Do you have a positive net worth?

Nope. It’s just because of my loans. By the time I graduate I’ll be $70k in the hole.

I bought mine in Dec 2007, but I just had it refinanced and it actually just about broke even in the appraisal. I happen to live in a sought after neighborhood and apparently things did better here than in some surrounding areas.

Yes, but at my age, I’d better!

For the first time in a bazillion years, yes. My husband and I have been working very hard to get rid of our debt. Early in our marriage, we made some bad decisions, and more recently, we’ve had a couple of things not work out as we’d hoped. Oddly enough, it took my retirement to set things right, partly due to some retirement incentive money and selling back vacation time, which erased a couple of lingering debts.

We refinanced our mortgage just before I retired - lower rate and shorter term. Other than that, we have only one personal loan outstanding, and that will be gone in August - sooner if we want to dip into savings.

It’s weird - when we were deeper in debt, adding to it didn’t seem like a big deal, but now that it’s almost all gone, we feel it’s necessary to avoid more debt under any circumstance. Maybe we’re just smarter about money now…

Nope when you include all my student loan debt, I’ll be negative for the next ten years.

I think it’s a combination of being smarter about money and the goal posts being in sight. I was brutal during the last 6 months of our debt repayment and then completely relaxed during our vacation causing me a little stress this week moving things around to maintain the debt free status.

debt is like weight. When you have a lot of it to get rid of, it seems hopeless and why not enjoy yourself. Once it gets to be manageable, it isn’t that hard to manage and you know clawing your way back to manageable is something you never want to do again. You just can’t let either creep up.

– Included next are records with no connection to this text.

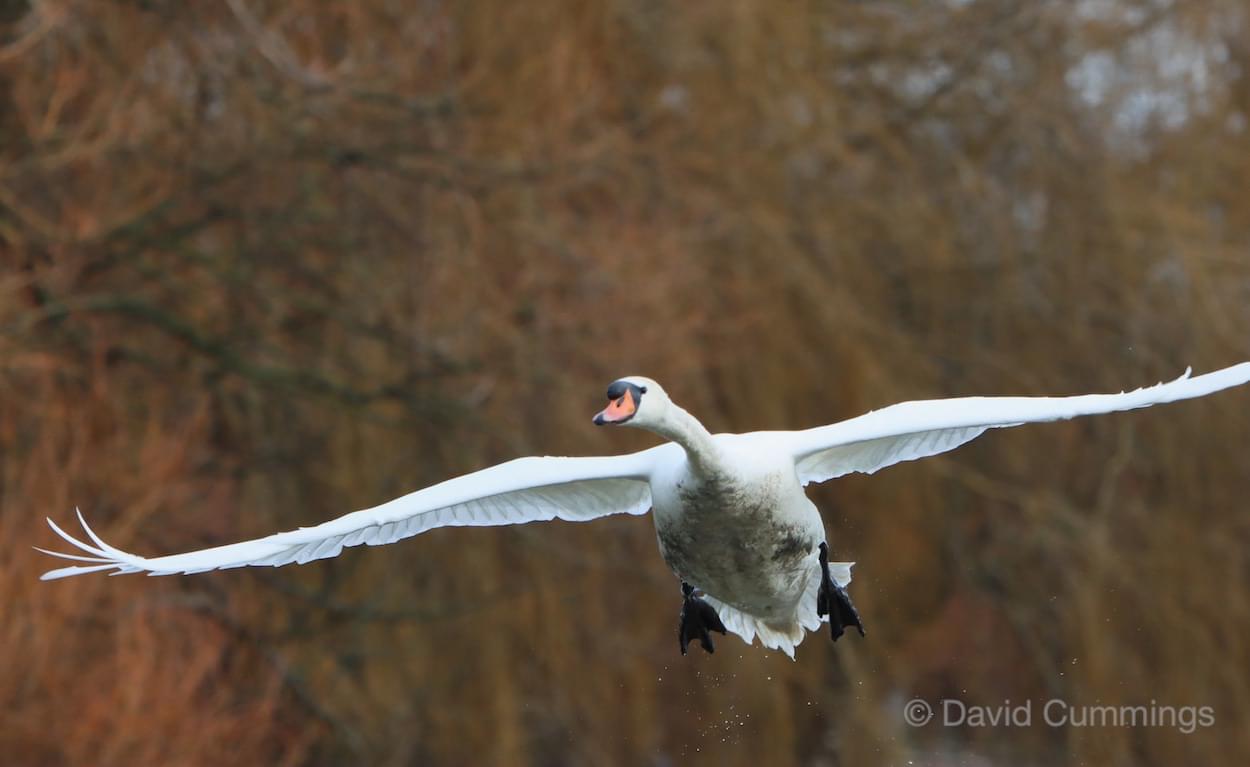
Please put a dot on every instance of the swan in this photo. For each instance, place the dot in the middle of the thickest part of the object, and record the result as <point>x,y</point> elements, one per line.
<point>731,517</point>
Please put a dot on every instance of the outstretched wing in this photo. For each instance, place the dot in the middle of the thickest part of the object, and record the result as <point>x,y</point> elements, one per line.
<point>915,430</point>
<point>525,490</point>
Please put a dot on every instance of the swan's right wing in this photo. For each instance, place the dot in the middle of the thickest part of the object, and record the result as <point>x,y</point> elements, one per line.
<point>915,430</point>
<point>525,490</point>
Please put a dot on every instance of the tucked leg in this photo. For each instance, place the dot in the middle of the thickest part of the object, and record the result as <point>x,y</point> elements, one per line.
<point>698,617</point>
<point>834,601</point>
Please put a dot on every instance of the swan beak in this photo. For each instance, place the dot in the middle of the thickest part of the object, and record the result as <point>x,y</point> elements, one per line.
<point>618,411</point>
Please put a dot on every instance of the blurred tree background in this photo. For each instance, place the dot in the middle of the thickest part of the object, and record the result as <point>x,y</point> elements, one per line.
<point>266,262</point>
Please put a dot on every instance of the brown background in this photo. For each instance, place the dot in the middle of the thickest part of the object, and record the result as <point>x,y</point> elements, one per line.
<point>266,262</point>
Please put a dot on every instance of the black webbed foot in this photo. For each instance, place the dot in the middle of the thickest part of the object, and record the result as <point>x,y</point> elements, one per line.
<point>834,601</point>
<point>698,617</point>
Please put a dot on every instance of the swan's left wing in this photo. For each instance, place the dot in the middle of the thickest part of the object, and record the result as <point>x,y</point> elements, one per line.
<point>915,430</point>
<point>525,490</point>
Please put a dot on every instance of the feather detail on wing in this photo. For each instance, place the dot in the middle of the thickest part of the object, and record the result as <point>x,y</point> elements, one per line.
<point>915,430</point>
<point>525,490</point>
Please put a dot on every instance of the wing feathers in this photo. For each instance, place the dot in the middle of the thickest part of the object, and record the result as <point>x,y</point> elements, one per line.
<point>525,490</point>
<point>915,430</point>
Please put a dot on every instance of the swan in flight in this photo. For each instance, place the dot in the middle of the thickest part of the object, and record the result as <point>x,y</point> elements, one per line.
<point>731,517</point>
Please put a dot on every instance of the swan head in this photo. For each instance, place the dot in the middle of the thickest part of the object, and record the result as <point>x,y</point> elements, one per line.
<point>634,401</point>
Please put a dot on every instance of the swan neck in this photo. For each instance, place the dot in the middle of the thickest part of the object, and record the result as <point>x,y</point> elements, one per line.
<point>686,431</point>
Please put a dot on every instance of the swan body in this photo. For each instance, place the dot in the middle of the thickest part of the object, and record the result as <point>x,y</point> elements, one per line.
<point>730,514</point>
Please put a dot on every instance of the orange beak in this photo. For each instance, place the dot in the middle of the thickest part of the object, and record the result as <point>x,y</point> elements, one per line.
<point>618,410</point>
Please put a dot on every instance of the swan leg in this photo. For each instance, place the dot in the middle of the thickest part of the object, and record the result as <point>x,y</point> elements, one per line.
<point>698,617</point>
<point>834,601</point>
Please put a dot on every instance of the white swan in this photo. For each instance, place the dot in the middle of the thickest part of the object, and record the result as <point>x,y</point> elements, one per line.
<point>730,514</point>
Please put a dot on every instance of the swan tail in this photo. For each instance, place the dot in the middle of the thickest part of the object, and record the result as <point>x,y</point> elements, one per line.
<point>784,636</point>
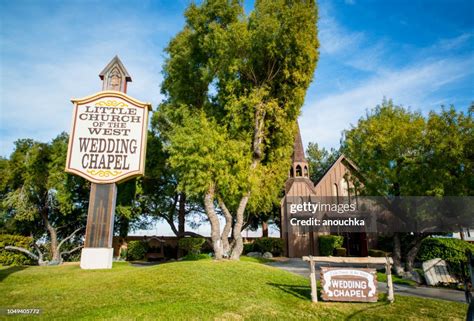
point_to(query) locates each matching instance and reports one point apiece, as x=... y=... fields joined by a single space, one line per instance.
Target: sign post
x=107 y=146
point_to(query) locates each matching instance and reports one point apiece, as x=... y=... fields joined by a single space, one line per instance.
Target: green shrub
x=248 y=247
x=9 y=257
x=328 y=243
x=268 y=244
x=191 y=244
x=196 y=257
x=136 y=250
x=453 y=251
x=377 y=253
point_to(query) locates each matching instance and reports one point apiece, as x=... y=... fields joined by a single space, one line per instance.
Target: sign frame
x=144 y=133
x=348 y=274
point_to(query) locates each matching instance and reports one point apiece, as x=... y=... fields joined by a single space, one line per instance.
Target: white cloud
x=36 y=87
x=323 y=120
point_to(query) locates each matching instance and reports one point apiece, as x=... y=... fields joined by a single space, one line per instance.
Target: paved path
x=300 y=267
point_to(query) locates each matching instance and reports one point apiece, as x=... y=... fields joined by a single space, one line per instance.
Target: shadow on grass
x=4 y=273
x=356 y=315
x=299 y=291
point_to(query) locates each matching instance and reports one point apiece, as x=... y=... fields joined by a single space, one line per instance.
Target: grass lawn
x=193 y=290
x=382 y=277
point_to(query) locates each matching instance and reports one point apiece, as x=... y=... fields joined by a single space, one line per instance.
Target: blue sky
x=419 y=53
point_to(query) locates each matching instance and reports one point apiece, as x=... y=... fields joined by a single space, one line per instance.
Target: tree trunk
x=264 y=229
x=181 y=214
x=411 y=255
x=214 y=220
x=227 y=227
x=53 y=235
x=237 y=232
x=397 y=255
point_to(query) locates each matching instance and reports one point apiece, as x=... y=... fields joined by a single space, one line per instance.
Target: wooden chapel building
x=300 y=241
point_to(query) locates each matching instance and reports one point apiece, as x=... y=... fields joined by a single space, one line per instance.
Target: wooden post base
x=100 y=227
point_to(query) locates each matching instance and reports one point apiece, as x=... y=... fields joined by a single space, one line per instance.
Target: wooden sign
x=349 y=284
x=108 y=137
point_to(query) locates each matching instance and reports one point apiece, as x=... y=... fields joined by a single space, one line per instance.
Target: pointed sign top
x=115 y=61
x=115 y=76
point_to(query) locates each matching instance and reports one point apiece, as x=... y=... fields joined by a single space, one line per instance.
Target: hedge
x=192 y=245
x=377 y=253
x=328 y=243
x=268 y=244
x=136 y=250
x=453 y=251
x=9 y=257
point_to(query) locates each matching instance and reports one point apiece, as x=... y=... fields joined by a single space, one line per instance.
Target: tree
x=159 y=197
x=400 y=153
x=41 y=197
x=234 y=86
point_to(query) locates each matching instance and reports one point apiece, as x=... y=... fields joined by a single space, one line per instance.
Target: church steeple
x=299 y=166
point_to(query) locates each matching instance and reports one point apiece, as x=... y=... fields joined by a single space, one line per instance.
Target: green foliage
x=268 y=244
x=35 y=187
x=191 y=244
x=195 y=291
x=8 y=257
x=136 y=250
x=249 y=247
x=453 y=251
x=228 y=76
x=196 y=257
x=340 y=251
x=377 y=253
x=400 y=153
x=328 y=243
x=319 y=160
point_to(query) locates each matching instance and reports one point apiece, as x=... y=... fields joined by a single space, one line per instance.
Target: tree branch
x=23 y=250
x=73 y=250
x=69 y=237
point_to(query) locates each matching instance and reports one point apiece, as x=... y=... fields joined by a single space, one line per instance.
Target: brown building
x=336 y=182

I was lucky - I’ve never, as far as I know, had a negative net worth. The house will be paid off in October … I’m planning a mortgage-burning party. :smiley:

Yes, mostly because I “bought [a house] at the right time”. In October 1999 we bought a house in the NY metro area for about $315K with over 25% down (a “conforming” mortage at the time was capped at $240,000), and a low enough 30-Year rate that we could pay down additional principal every month by hundreds of dollars on our expected budget. This effectively made it very similar to a 15-year loan, but with the flexibility to drop down to the normal 30-Year payment if we needed the cash flow (which I did for a few months from time to time). This was just before the largest part of the real estate runup from the late 1990s through about 2007. Between the run-up and the principal paydowns, by some time in early 2004 the market value of the house exceeded the remaining balance on the mortgage.

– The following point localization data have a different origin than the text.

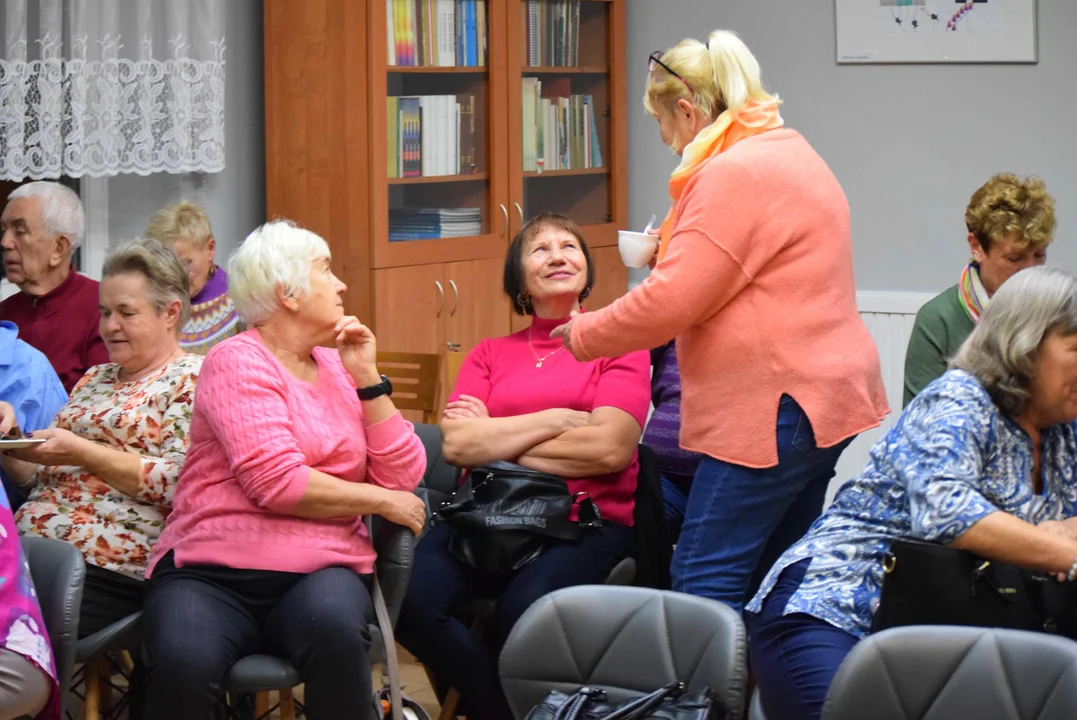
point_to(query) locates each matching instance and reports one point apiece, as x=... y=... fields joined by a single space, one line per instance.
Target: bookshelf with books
x=567 y=80
x=395 y=128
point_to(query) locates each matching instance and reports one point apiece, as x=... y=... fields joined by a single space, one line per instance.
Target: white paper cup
x=637 y=249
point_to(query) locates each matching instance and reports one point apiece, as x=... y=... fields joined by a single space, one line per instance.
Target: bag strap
x=640 y=708
x=390 y=669
x=572 y=709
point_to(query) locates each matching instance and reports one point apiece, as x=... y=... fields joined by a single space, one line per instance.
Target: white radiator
x=889 y=318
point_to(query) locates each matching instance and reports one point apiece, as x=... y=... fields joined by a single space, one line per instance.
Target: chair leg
x=449 y=706
x=95 y=678
x=287 y=705
x=127 y=661
x=261 y=705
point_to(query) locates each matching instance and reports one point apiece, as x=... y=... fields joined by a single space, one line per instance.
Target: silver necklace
x=540 y=361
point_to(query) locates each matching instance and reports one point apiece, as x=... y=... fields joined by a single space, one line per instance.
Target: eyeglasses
x=656 y=59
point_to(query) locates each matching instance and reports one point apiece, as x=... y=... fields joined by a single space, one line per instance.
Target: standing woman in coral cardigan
x=755 y=280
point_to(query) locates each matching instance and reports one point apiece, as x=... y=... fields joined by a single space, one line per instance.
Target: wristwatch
x=383 y=387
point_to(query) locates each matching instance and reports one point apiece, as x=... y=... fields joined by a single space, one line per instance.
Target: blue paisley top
x=951 y=460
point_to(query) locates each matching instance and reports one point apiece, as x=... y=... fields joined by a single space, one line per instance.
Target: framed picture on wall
x=936 y=30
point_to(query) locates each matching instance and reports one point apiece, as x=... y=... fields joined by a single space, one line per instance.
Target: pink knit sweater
x=255 y=434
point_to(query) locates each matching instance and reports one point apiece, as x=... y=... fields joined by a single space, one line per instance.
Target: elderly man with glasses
x=56 y=309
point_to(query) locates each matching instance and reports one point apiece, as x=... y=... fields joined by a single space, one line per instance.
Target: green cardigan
x=941 y=326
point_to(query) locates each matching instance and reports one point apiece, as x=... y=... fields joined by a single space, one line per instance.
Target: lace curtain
x=102 y=87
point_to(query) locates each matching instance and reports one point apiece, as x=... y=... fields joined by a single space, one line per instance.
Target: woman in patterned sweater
x=105 y=477
x=185 y=228
x=982 y=460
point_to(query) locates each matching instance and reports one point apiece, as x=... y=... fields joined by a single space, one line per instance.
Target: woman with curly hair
x=1010 y=223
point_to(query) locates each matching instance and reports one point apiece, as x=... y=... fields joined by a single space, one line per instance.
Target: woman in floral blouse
x=105 y=477
x=983 y=460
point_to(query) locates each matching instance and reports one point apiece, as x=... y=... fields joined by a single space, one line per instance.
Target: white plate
x=16 y=445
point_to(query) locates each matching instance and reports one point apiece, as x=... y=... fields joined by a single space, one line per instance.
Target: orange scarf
x=717 y=137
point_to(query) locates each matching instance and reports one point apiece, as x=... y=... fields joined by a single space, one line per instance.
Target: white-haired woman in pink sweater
x=291 y=445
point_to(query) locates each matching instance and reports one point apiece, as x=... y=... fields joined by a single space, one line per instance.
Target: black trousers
x=107 y=597
x=442 y=584
x=199 y=620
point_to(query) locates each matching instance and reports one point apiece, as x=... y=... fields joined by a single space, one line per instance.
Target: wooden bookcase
x=331 y=79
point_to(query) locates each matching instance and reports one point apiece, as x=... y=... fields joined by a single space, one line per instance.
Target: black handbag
x=926 y=583
x=504 y=516
x=669 y=703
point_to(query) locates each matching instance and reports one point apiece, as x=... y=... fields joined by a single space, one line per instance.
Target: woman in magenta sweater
x=755 y=281
x=520 y=398
x=291 y=445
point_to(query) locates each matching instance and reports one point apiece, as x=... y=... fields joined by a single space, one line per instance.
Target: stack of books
x=559 y=130
x=433 y=223
x=436 y=32
x=431 y=135
x=553 y=28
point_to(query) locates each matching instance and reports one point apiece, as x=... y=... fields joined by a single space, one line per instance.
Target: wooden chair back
x=452 y=362
x=415 y=379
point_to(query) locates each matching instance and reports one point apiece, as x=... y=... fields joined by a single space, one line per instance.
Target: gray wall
x=235 y=198
x=909 y=143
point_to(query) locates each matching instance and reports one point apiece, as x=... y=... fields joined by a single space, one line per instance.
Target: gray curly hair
x=1002 y=350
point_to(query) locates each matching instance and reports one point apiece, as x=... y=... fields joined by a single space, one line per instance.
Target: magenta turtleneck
x=502 y=372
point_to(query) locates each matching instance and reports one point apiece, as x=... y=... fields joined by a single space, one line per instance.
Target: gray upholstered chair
x=940 y=673
x=58 y=572
x=626 y=640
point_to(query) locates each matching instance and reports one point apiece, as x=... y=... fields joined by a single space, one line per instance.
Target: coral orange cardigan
x=757 y=287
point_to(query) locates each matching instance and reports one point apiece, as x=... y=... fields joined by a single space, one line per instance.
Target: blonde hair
x=183 y=221
x=166 y=277
x=722 y=73
x=1006 y=205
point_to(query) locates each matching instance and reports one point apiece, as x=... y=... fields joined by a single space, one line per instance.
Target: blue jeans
x=794 y=657
x=442 y=586
x=740 y=520
x=676 y=502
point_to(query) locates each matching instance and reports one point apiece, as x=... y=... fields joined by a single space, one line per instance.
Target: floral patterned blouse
x=951 y=460
x=149 y=417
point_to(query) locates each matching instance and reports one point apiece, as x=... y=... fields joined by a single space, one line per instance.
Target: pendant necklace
x=540 y=361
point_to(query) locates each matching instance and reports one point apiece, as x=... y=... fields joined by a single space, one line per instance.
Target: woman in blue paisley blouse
x=983 y=460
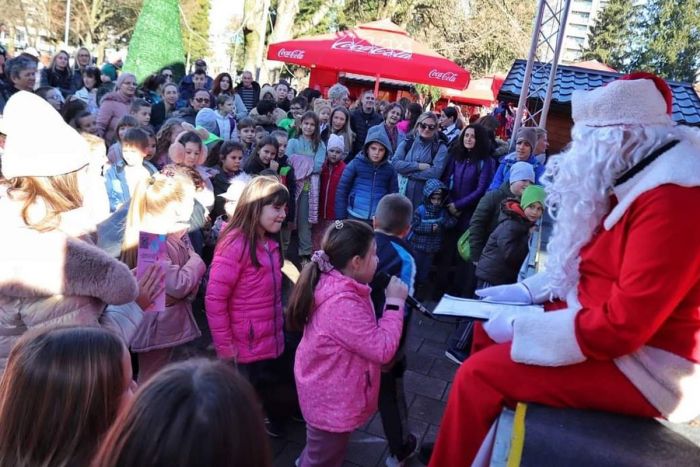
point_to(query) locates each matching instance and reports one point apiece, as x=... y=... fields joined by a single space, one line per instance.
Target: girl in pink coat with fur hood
x=162 y=204
x=244 y=295
x=338 y=362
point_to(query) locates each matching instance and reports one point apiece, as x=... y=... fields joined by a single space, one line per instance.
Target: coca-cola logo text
x=296 y=54
x=361 y=46
x=443 y=75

In mid-2007 we sold the house for $575K and rolled the equity into the down payment on another, larger house in the same neighborhood, taking on a new $240K mortgage. Our house has gone down in estimated value since then, but it’s still worth far more than the twice the loan balance - I would say about 3.5x our loan balance.

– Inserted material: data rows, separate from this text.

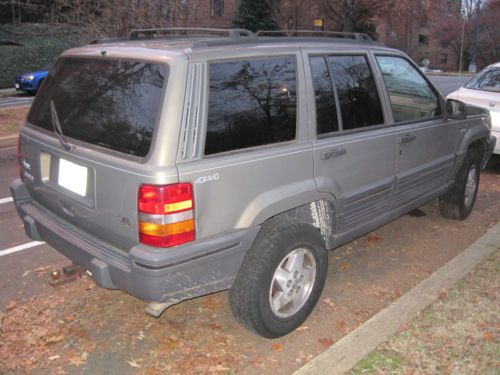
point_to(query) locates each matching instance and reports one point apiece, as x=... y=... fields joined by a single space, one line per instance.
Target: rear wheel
x=280 y=280
x=459 y=201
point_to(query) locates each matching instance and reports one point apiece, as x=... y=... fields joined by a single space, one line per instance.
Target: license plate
x=73 y=177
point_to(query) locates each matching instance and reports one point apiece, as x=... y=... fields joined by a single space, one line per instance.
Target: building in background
x=410 y=25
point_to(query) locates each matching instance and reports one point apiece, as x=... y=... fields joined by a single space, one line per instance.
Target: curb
x=8 y=141
x=349 y=350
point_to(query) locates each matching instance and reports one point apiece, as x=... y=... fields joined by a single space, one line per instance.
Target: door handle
x=407 y=138
x=333 y=153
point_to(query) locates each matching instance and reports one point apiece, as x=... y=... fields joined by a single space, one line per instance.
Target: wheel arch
x=319 y=214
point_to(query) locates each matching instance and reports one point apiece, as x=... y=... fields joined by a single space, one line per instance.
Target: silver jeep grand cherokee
x=175 y=163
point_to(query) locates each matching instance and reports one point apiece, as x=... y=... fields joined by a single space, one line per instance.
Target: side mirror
x=455 y=109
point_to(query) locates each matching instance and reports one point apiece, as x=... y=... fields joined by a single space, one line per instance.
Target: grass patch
x=376 y=362
x=458 y=334
x=12 y=120
x=37 y=47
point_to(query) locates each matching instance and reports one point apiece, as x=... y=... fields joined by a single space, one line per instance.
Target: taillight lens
x=20 y=168
x=166 y=214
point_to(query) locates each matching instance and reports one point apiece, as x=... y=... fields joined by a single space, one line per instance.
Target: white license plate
x=73 y=177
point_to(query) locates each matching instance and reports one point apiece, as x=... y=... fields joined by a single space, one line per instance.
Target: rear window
x=109 y=103
x=251 y=103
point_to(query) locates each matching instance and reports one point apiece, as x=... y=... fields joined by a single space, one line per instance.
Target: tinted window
x=251 y=103
x=488 y=80
x=110 y=103
x=357 y=92
x=326 y=108
x=411 y=96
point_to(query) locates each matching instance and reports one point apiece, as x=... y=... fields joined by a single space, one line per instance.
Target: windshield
x=110 y=103
x=487 y=80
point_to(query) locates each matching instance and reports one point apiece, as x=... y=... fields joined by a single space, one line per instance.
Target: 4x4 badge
x=203 y=179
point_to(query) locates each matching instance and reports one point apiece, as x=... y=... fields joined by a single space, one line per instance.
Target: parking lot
x=81 y=327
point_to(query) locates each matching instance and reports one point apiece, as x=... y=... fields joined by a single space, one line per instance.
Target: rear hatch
x=88 y=176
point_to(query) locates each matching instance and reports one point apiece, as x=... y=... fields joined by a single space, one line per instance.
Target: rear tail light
x=20 y=168
x=166 y=214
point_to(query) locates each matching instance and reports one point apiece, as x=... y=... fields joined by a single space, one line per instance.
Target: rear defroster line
x=6 y=200
x=17 y=248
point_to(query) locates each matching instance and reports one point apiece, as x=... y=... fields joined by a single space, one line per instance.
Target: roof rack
x=188 y=31
x=177 y=33
x=314 y=33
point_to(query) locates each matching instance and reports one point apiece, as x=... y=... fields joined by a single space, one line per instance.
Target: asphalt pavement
x=15 y=101
x=445 y=84
x=22 y=262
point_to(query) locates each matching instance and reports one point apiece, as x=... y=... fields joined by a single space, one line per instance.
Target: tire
x=459 y=201
x=287 y=259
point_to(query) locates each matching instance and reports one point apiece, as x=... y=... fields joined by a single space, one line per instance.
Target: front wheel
x=281 y=279
x=459 y=201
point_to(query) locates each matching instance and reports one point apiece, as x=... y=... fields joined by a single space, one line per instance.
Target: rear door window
x=110 y=103
x=358 y=96
x=488 y=80
x=326 y=107
x=412 y=98
x=344 y=84
x=251 y=103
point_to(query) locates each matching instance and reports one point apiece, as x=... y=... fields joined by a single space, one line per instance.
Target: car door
x=426 y=141
x=354 y=150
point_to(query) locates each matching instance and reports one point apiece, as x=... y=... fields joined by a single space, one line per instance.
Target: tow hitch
x=65 y=275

Prior to that, I never had a negative net worth except for about 18 months after graduating college (which my parents fully paid for) when I ran a revolving debt on my credit card of somewhere between $500 and $1,000, mostly to feed the recurring repairs on my first-ever car, a 1988 Eagle Premier that had a third world electrical grid wired inside its components. I worked on eliminating that debt after moving on to a much higher paid job have been careful never to dip into the well again, except for the buying of a house when I was 30 years old and settling down to raise a family.

I’m gloating now, but I have 3 kids spaced 2 years apart; the day is drawing near when I’ll be paying for 12 consecutive years of college tuition, with 8 of those years being doubled-up. Ack.

Positive net worth at 57 years old.

It’s only taken 40 years of hard work to get there!

Yes. I bought my home at a good time in a previously unfashionable area which, whilst not being fashionable, people are a lot more open to buying in these days. So my place (60-70% paid off) is now worth 1.5 - 2 times what I paid for it. I’ve no other liabilities and some savings, so if I sold everything I’d definitely be fairly in profit.

I have a negative net worth, but that says more about how little I own than how much I owe.

I am very proud of the fact that I’m in my early 40’s and have a net worth of about 800k including retirement, direct savings and some home equity. We’ve invested heavily in the market, particularly in safe dividend paying stocks that are currrently yielding about 1k each month just from dividends.